The Promised Land: Essay by the late Allan Bard

Peter Croft at dawn on the 1997 Grand Traverse of Evolution Peaks | High Sierra, Calif. | Photo: Galen Rowell


I was a city kid. I didn’t grow up in the mountains or out in the countryside. I didn’t even ski in those days. But I have always been connected to wild places.

On days in the big city when the wind blew and the rain fell, days that were filled with dreary clouds, my instinctual thoughts turned to higher elevations and more precipitous terrain. In the wilds, inclement weather isn’t the problem that city folk dread. It instead gives the mountain experience a more exotic texture. “Full conditions” are as much a part of the mountains as shear granite peaks, tall trees, high-alpine lakes and grand timberline vistas. 

What some might call bad weather is the most rudimentary tool that sculpts mountains into their cathedral shapes and smooths canyon walls into slick monolithic forms. Watching Mother Nature in all her meteorological fury somehow connected me to a life I could not have foreseen. I knew in my heart, even then, that I would somehow make my pilgrimage, and that I would come home to the Promised Land.

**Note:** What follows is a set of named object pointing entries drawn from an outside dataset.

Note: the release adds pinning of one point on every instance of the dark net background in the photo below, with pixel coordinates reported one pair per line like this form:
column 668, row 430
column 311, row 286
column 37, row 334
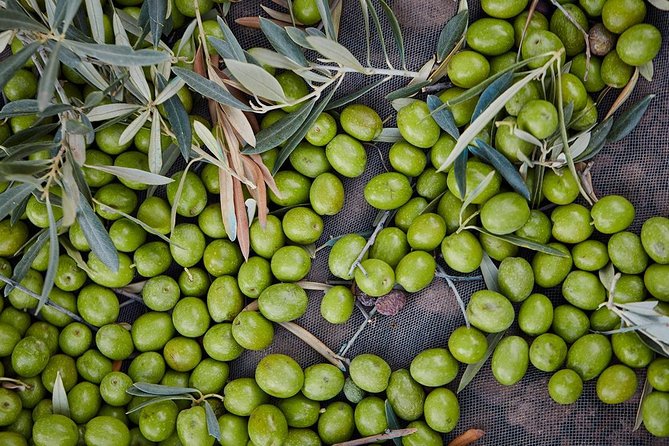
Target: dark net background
column 524, row 414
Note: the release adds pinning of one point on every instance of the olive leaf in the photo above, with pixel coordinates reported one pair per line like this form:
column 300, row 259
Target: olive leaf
column 396, row 29
column 389, row 135
column 647, row 389
column 472, row 369
column 662, row 5
column 209, row 89
column 507, row 170
column 407, row 91
column 280, row 131
column 490, row 273
column 158, row 399
column 132, row 174
column 491, row 111
column 54, row 252
column 14, row 19
column 11, row 64
column 60, row 405
column 213, row 428
column 442, row 116
column 356, row 94
column 297, row 137
column 393, row 421
column 11, row 198
column 492, row 92
column 524, row 243
column 326, row 17
column 94, row 14
column 629, row 119
column 143, row 389
column 451, row 33
column 29, row 256
column 178, row 119
column 598, row 137
column 256, row 80
column 97, row 236
column 280, row 40
column 107, row 112
column 460, row 172
column 334, row 51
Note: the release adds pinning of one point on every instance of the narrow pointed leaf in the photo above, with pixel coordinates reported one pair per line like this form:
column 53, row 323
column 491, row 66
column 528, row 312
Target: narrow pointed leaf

There is a lure to the mountains and the backcountry that is like the magnetic draw of the Promised Land to a wandering pilgrim. I feel like one of the chosen few, because I have found the Promised Land, and I live there. 

The other day, on our way home from work at Mammoth Mountain, my partner Kurt Stolzenburg and I were talking about just what lucky lads we were to live in the incredible place that we do. I argued that luck had nothing to do with it. This was a homesteading maneuver made by design and considerable fortitude, not luck. He agreed and just at that moment we crested the top of the Sherwin Grade and began our descent down into the sleepy hamlet of Bishop. 

The view of Bishop and the Owens Valley from Sherwin Summit is grand on the grandest of scales. It is a vista that I shall never tire of winter or summer. There below us was the verdant basin were we made our home nestled between the mighty Sierra and the lofty White Mountains, two gigantic, craggy snow-cloaked bookends that stretched a hundred miles south. 

This place is such a land of contrasts, the mild weather perfumed with the scent of high desert sage lying in stark relief to a vast array of mountains that are Alaskan in scale. It is the deepest valley in North America, made so not by the lowness of the valley floor but by the 10,000 feet of towering summits that line either side of this majestic landscape. We just stared out at the view, in awe that we actually resided in this wonderland. Almost in unison we chanted, “Behold the Promised Land.”

In summer the climbing on firm Sierra granite is the best there is in the world. The lakes and streams and peaks and meadows blanketed in wildflowers are breathtaking. Few mountains, if any, compare. This is John Muir country. 

In winter and spring a deep Sierra snowpack turns this summer playground into an even larger and more incredible playing field. The joys of walking through the Range of Light become mundane when skis are attached to feet, and plodding magically transforms into that whimsical flying feeling of sliding on snow. Life becomes a dance in dry Great Basin powder, keeping time until spring when the Sierra corn snow turns this incredible terrain into the best skiing in the known universe. The Almighty seems to smile continuously on this part of the world.

I make no excuse for my great love and devotion for this range. I am a man smitten, and like being in love with a beautiful woman, I see no other beauty that equals it. But in all matters of the heart, there are many perfect matches. I know that the Promised Land comes in many shapes and sizes. I have friends in the Adirondacks and the Green Mountains, in the Colorado Rockies, the Tetons, the Sawtooths and the Cascades, who are all completely devoted to the object of their affection. May these marriages of skiers and mountain ranges, of skis and snow, be as long and fruitful and passionate as my own. Mine is a mating for life. 

A friend and fellow ski instructor, Andrew Crane, always sends me a card at Christmas with the same message: Keep the dream alive. What he means is don’t give up, Bardini. Don’t succumb and follow the path of chasing a buck. I am poor by many standards. But in matters of the heart and soul, in a life enriched by true friends and fantastic mountain experiences, I am to be counted among the wealthiest people in the world.

The indigenous Great Basin people are the Paiute Indians. I have only a few Paiute friends. They are incredible people. Like many aboriginal cultures they have an intuition that speaks to being one with the land for a long time. Paiutes never ask where you live; instead they ask where you stay. The difference is subtle but noteworthy. 

We live in the great wide wonderful world, but we stay in our houses. I live in the Promised Land, but I stay on Sierra Street in Bishop, California. We would all do well to keep this important distinction in the forefront of our thinking. 

To go skiing in the backcountry is one of the unique joys of living, no matter where you stay. Skiing in the great snowy outback, to me, is life. Don’t just stay somewhere. Go and live.